Reading a label like a wellness pro

Five things to look for, and five to look out for, next time you pick up a natural drink.

You're standing in the wellness aisle. There are thirty drinks in front of you, all promising something. Vitality, focus, hydration, balance. Half of them claim to be "natural." Most of them have ingredient lists that read like a chemistry exam.

How do you tell the good ones apart? Here's the short version.

Five things to look for

1. A short ingredient list

The best natural products usually have the simplest formulations. If a drink has six ingredients and you recognise five of them, that's a strong signal. If it has thirty-two ingredients and most are in brackets, be cautious.

2. Recognisable names

"Apple juice from concentrate" is a recognisable name. "Hibiscus extract" is recognisable. "Ribose-5-phosphate" is technically a real thing, but it's not the kind of word your grandparents would recognise as food.

3. Source transparency

Honest brands will tell you where their ingredients come from. "Magnesium from seawater." "Vitamin C from acerola cherry." Vague language ("natural sources") usually means there's something they'd rather not talk about.

4. Real sugar amounts

Sugar isn't the enemy. But hidden sugar is. Look for the "of which sugars" line on the back. If it's high and the front of the bottle says "no added sugar," ask why.
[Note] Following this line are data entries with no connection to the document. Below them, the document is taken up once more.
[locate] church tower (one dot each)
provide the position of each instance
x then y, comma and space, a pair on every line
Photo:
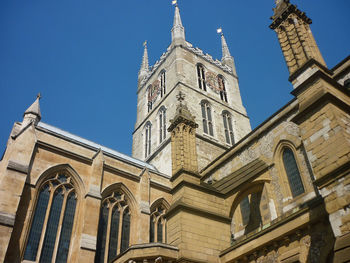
295, 37
212, 96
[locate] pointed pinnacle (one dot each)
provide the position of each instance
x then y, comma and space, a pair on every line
35, 107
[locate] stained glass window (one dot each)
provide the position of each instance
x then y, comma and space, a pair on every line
162, 125
58, 223
102, 232
201, 77
206, 118
37, 225
66, 231
223, 93
157, 224
292, 172
113, 238
228, 128
108, 245
125, 231
52, 225
245, 210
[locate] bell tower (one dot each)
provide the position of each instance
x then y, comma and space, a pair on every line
295, 37
212, 96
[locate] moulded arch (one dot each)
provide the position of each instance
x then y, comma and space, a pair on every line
77, 181
120, 186
255, 187
158, 202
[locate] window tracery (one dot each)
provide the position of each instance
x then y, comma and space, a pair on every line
162, 124
53, 219
114, 227
148, 137
201, 77
292, 171
229, 136
207, 118
158, 225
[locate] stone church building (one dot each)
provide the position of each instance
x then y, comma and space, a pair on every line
200, 186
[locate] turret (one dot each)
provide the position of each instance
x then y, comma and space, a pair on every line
178, 31
227, 59
295, 37
32, 114
144, 65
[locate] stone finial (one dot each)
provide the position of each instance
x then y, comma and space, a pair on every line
183, 139
178, 31
144, 65
227, 59
182, 114
32, 114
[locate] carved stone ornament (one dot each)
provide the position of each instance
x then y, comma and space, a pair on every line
211, 80
154, 91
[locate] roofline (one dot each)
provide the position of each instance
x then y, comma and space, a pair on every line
94, 146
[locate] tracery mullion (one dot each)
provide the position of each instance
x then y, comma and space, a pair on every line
59, 228
121, 216
48, 210
164, 229
108, 231
53, 221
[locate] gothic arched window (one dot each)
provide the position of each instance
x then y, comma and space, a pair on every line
157, 228
162, 83
113, 228
162, 124
52, 223
207, 119
292, 171
227, 119
201, 77
223, 94
148, 139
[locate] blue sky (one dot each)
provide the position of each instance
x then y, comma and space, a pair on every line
84, 56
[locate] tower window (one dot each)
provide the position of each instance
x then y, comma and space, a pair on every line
158, 225
148, 139
207, 119
162, 84
115, 217
162, 124
201, 77
149, 106
292, 172
223, 93
46, 240
227, 119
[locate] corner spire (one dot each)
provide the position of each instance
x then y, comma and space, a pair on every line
32, 114
144, 65
178, 31
226, 59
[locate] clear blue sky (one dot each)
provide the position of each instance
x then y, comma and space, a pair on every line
84, 56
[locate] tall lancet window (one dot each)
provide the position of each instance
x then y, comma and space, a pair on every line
223, 93
113, 228
227, 119
158, 224
206, 118
52, 224
292, 171
162, 124
148, 136
162, 84
201, 77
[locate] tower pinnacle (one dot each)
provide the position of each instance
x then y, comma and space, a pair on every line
227, 59
32, 114
144, 65
178, 31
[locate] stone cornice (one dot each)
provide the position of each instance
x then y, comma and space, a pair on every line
281, 15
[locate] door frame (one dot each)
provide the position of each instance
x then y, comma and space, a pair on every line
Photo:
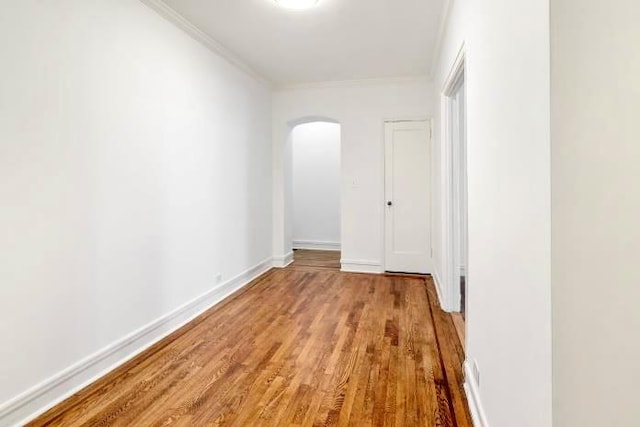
450, 294
382, 197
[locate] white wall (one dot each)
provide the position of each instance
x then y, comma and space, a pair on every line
509, 309
596, 209
135, 166
361, 110
316, 186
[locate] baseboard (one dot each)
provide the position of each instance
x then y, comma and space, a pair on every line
438, 286
42, 397
361, 266
472, 390
283, 260
314, 245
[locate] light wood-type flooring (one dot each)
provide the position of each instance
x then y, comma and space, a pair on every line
307, 345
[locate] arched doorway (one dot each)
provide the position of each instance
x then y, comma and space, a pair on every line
307, 199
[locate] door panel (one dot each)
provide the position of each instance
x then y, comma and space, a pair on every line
408, 197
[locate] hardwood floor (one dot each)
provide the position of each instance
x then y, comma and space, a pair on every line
299, 346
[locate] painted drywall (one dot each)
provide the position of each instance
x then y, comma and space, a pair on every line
135, 166
316, 185
508, 125
361, 110
595, 209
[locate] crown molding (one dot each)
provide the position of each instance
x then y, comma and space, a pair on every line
442, 29
197, 34
425, 79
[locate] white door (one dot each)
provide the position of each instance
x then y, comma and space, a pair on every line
408, 197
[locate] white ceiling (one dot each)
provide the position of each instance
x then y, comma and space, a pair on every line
337, 40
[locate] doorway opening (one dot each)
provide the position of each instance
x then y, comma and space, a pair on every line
315, 191
456, 147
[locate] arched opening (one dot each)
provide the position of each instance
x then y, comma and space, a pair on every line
316, 189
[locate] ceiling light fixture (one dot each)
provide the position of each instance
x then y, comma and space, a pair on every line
297, 4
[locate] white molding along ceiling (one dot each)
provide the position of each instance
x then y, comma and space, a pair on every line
345, 41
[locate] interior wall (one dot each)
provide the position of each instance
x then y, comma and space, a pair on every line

5. A founder, not just a brand

Brands run by people who care tend to put themselves on the label. A name. A story. A reason. It's not a guarantee, but it's a strong indicator.

Five things to look out for

  • "Natural flavours", a regulatory term that can include almost anything, including synthetic compounds derived from natural sources.
  • Sucralose, aspartame, acesulfame-K, artificial sweeteners marketed as "zero-sugar." They are zero-sugar. They are not zero-anything-else.
  • "Proprietary blend", usually a way of hiding low doses of expensive-sounding ingredients.
  • Synthetic colours, anything labelled E followed by a number. They make drinks look more appealing. They don't make them better.
  • "Detox" claims, your liver and kidneys do this for free. Drinks don't.

The bottom line

Reading a label takes thirty seconds. It's the easiest, most reliable thing you can do to filter the wellness aisle. Once you've done it a few times, you'll start spotting the patterns. The brands that are trying, and the ones that are just dressing up.

And when you find a brand whose label reads like food? Hold onto it.